India’s Virender Sehwag, Sri Lanka’s Aravinda de Silva, and India’s Diana Edulji, a pioneering women’s leader, have been admitted into the cricket Hall of Fame, the game’s governing body said Monday.
Their respect will be shown at the Wankhede Stadium in Mumbai on Wednesday, when India plays New Zealand in the World Cup semi-final.
The ICC Cricket Hall Of Fame has named 109 players since it opened in 2009 by the International Cricket Council.
De Silva, who is 58 years old, played 19 years of international cricket for Sri Lanka and was a key part of their famous World Cup win in 1996.
He played 93 Tests and scored 6,361 runs, with an average of 42.97. In 308 ODIs, he made 9,284 runs and took 106 wickets.
De Silva played his first Test match at Lord’s in 1984. The next year, he got 75 runs as Sri Lanka beat India in their first-ever Test match.
At the time, his score of 267 against New Zealand in Wellington in 1991 was the best score ever by an individual in the country.
Sehwag, who is 45 years old, was a big part of India’s 2011 World Cup win at home. He made over 17,000 runs in 14 years of great international cricket.
Through his powerful style of hitting, he changed the role of the opener in Test cricket.
Inducting Edulji as the first Indian woman into the Hall of Fame was a big deal. She also helped build the most successful Indian women’s cricket team in history.
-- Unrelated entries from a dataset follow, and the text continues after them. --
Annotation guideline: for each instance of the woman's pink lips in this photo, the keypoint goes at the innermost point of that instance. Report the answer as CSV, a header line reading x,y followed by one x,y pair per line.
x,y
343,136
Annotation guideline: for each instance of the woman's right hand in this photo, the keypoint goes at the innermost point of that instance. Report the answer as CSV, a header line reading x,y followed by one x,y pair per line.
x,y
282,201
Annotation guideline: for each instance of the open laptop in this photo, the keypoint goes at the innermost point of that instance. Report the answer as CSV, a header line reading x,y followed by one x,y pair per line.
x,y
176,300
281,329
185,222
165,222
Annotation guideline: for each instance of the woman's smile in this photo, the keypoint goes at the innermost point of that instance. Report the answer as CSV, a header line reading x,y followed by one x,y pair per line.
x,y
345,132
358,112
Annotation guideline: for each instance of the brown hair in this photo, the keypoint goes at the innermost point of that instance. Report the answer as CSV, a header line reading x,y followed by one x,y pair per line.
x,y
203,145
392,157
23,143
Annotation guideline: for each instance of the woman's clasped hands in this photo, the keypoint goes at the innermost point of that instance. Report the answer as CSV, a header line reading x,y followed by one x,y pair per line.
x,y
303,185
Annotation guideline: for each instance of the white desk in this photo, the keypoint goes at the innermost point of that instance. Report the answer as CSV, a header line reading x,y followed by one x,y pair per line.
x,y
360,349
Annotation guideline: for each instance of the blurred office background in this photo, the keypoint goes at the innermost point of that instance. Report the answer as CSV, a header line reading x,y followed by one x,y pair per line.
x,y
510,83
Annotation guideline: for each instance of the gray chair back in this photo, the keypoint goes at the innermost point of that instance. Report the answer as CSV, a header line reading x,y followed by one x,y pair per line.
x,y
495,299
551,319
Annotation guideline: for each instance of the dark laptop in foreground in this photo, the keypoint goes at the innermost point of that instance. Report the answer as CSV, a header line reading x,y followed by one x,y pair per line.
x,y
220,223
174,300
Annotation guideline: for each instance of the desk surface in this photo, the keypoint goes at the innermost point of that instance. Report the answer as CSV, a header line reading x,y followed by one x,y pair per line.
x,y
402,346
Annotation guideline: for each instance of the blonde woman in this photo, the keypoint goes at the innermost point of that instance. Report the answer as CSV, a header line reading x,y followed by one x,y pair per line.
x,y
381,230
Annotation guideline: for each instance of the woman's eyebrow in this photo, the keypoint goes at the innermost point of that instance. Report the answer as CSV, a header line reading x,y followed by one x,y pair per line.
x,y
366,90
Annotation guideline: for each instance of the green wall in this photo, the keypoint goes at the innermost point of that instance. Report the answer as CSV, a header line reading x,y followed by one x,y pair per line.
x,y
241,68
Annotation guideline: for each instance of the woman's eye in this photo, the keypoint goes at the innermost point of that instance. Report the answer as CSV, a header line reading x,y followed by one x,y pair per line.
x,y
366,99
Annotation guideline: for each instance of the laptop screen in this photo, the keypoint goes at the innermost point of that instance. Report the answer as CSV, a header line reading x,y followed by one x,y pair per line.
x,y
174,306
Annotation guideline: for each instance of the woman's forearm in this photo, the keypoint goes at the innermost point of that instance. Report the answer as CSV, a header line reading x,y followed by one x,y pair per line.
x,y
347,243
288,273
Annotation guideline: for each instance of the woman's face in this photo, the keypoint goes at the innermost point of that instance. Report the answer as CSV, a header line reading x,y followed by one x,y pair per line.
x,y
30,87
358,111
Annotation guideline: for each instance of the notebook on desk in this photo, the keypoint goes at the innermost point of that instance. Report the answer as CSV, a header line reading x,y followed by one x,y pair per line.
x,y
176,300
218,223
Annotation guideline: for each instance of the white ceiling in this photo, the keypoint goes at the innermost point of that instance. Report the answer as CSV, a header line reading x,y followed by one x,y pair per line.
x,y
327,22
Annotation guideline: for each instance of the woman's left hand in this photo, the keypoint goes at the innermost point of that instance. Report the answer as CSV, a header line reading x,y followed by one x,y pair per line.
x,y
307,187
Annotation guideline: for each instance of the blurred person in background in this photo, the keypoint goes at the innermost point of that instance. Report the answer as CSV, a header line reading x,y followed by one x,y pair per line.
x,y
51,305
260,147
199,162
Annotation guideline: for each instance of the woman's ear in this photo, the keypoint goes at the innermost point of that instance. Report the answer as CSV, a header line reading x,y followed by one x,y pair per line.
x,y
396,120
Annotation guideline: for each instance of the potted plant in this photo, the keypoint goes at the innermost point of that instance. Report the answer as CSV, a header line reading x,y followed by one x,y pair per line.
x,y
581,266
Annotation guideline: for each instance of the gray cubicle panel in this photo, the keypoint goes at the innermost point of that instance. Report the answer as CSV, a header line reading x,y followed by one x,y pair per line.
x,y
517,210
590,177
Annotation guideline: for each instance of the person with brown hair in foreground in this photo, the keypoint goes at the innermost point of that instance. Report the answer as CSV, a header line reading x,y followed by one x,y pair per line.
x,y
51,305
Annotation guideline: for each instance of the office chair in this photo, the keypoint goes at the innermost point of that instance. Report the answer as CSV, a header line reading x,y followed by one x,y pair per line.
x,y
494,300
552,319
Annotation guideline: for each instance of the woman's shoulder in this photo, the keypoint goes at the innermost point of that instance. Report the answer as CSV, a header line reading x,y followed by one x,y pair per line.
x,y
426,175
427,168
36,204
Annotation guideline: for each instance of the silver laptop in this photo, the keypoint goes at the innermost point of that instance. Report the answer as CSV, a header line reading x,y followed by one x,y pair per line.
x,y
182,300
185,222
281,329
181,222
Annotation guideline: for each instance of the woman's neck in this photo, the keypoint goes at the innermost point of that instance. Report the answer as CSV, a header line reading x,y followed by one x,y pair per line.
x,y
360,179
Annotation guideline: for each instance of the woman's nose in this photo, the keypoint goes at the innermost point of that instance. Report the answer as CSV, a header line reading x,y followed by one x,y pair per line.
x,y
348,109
Edulji took 109 wickets in Tests and ODIs. He bats with his right hand and bowls slowly with his left arm.
When she quit cricket after the World Cup in 1993, she had taken more wickets than anyone else except Lyn Fullston of Australia.
In a statement, ICC CEO Geoff Allardice said, “These three people have changed the sport in their own unique ways and given fans some of the most memorable moments in recent memory.”
“Their lasting contributions to cricket mean they are richly deserving of their status in the ICC Hall of Fame.”